Cette recomposition des organisations situées plutôt “à droite”, lors de l’avènement au pouvoir, en 1933 en Allemagne, de Hitler et du national-socialisme incite “à gauche” et “au centre” à un mouvement de regroupement des classes populaires, rassemblant, au-delà du prolétariat industriel, des salariés de diverses catégories et une partie du monde rural. Ce mouvement se concrétise au plan organisationnel par la conclusion d’un pacte entre le Parti Socialiste (SFIO), le Parti communiste et le Parti radical. Rompant avec la tactique de relatif isolement du prolétariat, le Parti communiste admet la nécessité de « barrer la route à la réaction et au fascisme ». Une telle tactique suppose la réalisation d’alliances, incluant non seulement une alliance avec le Parti socialiste, mais aussi avec le Parti radical, dans la mesure où celui-ci exerce une influence sur la paysannerie et la petite bourgeoisie républicaine. [A noter que ce pacte avec le Parti radical sera d’ailleurs remis en cause par Trotski en même temps que sa condamnation du Front populaire].

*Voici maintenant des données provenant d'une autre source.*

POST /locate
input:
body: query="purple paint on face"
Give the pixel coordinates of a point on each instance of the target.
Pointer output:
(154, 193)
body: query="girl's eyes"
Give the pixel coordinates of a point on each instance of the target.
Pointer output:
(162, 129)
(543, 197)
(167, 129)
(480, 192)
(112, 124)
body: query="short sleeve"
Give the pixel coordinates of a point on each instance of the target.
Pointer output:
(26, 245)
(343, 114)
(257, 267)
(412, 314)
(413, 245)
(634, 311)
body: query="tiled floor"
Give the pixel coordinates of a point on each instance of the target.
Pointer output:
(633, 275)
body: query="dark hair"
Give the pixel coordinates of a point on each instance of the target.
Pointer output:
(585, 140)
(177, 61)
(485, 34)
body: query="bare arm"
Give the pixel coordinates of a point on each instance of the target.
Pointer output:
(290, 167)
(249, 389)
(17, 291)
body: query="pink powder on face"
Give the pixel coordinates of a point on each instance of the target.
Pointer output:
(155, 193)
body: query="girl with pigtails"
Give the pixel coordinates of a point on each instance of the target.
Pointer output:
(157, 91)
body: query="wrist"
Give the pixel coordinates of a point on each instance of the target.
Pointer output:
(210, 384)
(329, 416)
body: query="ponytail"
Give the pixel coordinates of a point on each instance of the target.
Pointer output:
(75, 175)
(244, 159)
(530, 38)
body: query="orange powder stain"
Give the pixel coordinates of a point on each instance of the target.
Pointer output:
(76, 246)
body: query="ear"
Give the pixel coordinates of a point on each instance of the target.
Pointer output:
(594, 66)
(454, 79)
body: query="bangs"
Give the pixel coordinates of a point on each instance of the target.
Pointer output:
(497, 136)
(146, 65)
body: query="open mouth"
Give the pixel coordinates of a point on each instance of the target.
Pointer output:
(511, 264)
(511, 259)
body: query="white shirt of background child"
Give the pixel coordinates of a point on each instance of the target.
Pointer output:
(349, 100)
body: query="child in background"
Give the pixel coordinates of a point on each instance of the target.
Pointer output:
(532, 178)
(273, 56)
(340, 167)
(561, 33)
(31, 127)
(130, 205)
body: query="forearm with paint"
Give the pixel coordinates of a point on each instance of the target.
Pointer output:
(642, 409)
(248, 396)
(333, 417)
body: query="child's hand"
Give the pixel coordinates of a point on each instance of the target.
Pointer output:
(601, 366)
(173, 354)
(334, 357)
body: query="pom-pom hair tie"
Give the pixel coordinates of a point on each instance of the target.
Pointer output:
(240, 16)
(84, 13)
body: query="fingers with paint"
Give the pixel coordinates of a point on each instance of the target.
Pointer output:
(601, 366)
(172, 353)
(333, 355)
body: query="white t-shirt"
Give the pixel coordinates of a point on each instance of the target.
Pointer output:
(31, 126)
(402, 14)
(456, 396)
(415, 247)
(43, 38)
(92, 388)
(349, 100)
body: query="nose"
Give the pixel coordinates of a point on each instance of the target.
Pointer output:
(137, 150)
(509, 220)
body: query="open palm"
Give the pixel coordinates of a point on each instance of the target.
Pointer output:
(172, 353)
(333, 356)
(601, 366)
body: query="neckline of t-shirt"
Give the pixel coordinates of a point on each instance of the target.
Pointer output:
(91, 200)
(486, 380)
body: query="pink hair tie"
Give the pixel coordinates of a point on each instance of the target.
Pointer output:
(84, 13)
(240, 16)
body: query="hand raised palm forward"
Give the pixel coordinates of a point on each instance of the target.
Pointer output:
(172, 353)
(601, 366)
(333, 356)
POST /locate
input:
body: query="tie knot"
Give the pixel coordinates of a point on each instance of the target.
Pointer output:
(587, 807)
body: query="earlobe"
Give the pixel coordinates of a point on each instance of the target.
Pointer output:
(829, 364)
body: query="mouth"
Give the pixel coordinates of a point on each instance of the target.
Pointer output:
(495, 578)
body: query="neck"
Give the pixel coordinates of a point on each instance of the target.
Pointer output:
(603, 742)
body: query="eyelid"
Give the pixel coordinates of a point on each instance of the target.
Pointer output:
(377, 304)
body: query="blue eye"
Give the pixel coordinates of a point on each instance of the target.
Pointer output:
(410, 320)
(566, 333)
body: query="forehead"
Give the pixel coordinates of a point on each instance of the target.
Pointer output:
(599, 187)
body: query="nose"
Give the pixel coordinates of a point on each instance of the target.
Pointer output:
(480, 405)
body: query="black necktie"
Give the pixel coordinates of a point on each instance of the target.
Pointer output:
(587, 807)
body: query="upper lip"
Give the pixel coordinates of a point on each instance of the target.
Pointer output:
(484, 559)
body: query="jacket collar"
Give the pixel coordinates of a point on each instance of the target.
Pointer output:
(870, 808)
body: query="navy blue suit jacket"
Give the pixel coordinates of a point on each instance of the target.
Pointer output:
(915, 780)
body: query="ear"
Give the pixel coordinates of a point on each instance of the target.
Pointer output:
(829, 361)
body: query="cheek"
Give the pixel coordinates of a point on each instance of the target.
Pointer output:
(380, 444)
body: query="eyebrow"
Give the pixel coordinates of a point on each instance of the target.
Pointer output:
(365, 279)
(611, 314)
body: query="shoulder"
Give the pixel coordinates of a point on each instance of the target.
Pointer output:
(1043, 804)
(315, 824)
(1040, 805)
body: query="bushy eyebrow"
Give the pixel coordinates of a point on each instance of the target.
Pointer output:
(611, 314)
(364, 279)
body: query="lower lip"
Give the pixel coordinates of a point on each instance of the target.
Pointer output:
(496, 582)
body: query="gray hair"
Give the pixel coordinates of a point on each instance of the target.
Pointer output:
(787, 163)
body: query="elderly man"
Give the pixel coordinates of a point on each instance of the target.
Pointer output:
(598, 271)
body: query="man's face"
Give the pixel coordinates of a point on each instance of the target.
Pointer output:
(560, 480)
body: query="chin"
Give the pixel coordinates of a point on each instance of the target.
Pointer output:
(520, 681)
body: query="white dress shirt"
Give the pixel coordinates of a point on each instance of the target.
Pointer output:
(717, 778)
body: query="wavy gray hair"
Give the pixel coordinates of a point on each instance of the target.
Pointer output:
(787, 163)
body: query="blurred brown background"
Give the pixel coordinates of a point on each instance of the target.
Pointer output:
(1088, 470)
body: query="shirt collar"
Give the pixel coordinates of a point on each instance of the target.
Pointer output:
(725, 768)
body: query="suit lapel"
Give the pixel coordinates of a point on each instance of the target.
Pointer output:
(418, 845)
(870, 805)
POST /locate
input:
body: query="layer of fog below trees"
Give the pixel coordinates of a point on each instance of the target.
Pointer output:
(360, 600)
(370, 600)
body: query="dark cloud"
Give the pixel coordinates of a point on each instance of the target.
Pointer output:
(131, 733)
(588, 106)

Aux élections de 1936, le pacte d’unité d’action (relative) permet un ralliement d’une part importante de la paysannerie et des classes moyennes à la classe ouvrière au sein de la coalition de Front populaire. L’alliance sociale entre salariés, principalement ouvriers, et non salariés (paysans et autres indépendants) se rompt après 1936. Seuls les premiers semblent en effet avoir bénéficié d’avantages sociaux. La déception domine pour les petits patrons, agriculteurs, commerçants qui s’étaient ralliés à la politique du Front populaire, ils estiment n’avoir rien obtenu de tangible. De plus, les lois sociales en faveur des ouvriers touchent les intérêts des petits entrepreneurs et des rentiers. Pour beaucoup de membres de ces classes moyennes, le Front populaire signifie grèves, émeutes, déficit accru, vie chère. Cet état d’esprit, fortement stimulé, facilite l’instauration, dans les années 1937-1939, d’un climat de guerre civile larvée contre la classe ouvrière (répression, licenciements, mesures de police, coups de main). Par des campagnes de presse, encouragées par des formations de droite, mais aussi une partie des radicaux et quelques fractions de gauche, le Parti communiste, se trouve désigné comme l’ennemi à abattre. La campagne idéologique de stigmatisation prépare sa prochaine mise hors la loi dès le début de la guerre.